Mir

Severe graphical corruption (mostly horizontal streaks/lines) running software clients (including Xmir) on android

Bug #1406725 reported by Daniel van Vugt
22
This bug affects 3 people
Affects Status Importance Assigned to Milestone
Canonical Pocket Desktop
Fix Released
Critical
kevin gunn
Mir
Fix Released
Critical
Kevin DuBois
mir (Ubuntu)
Fix Released
Undecided
Unassigned
xorg-server (Ubuntu)
Invalid
Critical
Unassigned

Bug Description

I'm seeing severe graphical corruption running mir_demo_client_flicker on mako.

Start a few instances of the client (or just one flicker and some other clients) and you'll see the mir_demo_client_flicker window contains significant corruption.

I don't think it's an overlays issue. The problem occurs even without overlays.

Tags: xmir android

Related branches

tags: added: nexus4
Revision history for this message
Daniel van Vugt (vanvugt) wrote : Re: Severe graphical corruption running software clients on android

This bug is now hurting Xmir on phones.

summary: - Severe graphical corruption running mir_demo_client_flicker on mako
+ Severe graphical corruption running software clients on android
tags: added: android xmir
removed: mako nexus4
Changed in xorg-server (Ubuntu):
status: New → Triaged
importance: Undecided → High
Changed in mir:
importance: Medium → High
summary: - Severe graphical corruption running software clients on android
+ Severe graphical corruption running software clients (including Xmir) on
+ android
Revision history for this message
Daniel van Vugt (vanvugt) wrote : Re: Severe graphical corruption running software clients (including Xmir) on android

I recall Alberto fixed a corruption bug just like this using magic HWC flags on the affected buffer. Not sure where that change went or if we still have it.

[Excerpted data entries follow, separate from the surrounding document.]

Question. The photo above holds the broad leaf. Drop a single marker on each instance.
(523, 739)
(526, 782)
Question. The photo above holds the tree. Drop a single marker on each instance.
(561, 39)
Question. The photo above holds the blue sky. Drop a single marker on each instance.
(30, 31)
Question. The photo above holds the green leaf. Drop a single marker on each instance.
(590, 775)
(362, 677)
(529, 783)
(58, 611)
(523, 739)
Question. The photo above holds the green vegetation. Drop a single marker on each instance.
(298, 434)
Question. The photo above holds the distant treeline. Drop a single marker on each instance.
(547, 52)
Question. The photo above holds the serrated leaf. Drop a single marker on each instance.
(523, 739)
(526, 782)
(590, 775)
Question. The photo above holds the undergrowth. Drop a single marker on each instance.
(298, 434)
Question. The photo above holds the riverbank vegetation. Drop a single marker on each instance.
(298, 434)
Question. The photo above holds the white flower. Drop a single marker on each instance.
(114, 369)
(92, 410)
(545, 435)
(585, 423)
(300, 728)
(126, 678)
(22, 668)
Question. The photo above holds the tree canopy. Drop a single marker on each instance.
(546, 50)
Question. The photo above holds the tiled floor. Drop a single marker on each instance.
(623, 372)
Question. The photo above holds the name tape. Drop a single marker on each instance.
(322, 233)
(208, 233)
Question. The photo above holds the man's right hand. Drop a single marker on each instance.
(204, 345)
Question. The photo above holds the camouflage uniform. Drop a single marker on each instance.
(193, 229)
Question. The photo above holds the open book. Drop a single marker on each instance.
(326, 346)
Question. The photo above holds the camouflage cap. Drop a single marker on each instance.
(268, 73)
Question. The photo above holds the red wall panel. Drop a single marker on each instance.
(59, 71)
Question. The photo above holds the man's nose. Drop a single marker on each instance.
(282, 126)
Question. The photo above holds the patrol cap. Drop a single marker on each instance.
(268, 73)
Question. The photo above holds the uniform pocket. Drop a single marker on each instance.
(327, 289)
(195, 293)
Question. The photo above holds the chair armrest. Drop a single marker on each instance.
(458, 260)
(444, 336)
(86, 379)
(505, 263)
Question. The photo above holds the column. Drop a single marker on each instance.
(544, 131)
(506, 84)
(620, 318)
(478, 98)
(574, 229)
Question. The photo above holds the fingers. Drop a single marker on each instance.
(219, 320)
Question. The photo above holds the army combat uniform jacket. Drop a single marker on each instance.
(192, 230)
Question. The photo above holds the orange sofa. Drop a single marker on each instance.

Revision history for this message
Daniel van Vugt (vanvugt) wrote :

Alberto's previous fix is here:

int mga::AndroidAllocAdaptor::convert_to_android_usage(BufferUsage usage)
{
    switch (usage)
    {
    case mga::BufferUsage::use_hardware:
        return (GRALLOC_USAGE_HW_TEXTURE | GRALLOC_USAGE_HW_RENDER);
    case mga::BufferUsage::use_framebuffer_gles:
        return (GRALLOC_USAGE_HW_RENDER | GRALLOC_USAGE_HW_COMPOSER | GRALLOC_USAGE_HW_FB);
    case mga::BufferUsage::use_software:
        return (GRALLOC_USAGE_SW_WRITE_OFTEN | GRALLOC_USAGE_SW_READ_OFTEN | GRALLOC_USAGE_HW_COMPOSER | GRALLOC_USAGE_HW_TEXTURE);
    default:
        return -1;
    }
}

Revision history for this message
Daniel van Vugt (vanvugt) wrote :

Is it safe to mix HW and SW flags?

Revision history for this message
Alberto Aguirre (albaguirre) wrote :

@Daniel,

Yeah, those flags are used by the implementations to know when they need to do cache coherency operations (flush, invalidate, etc).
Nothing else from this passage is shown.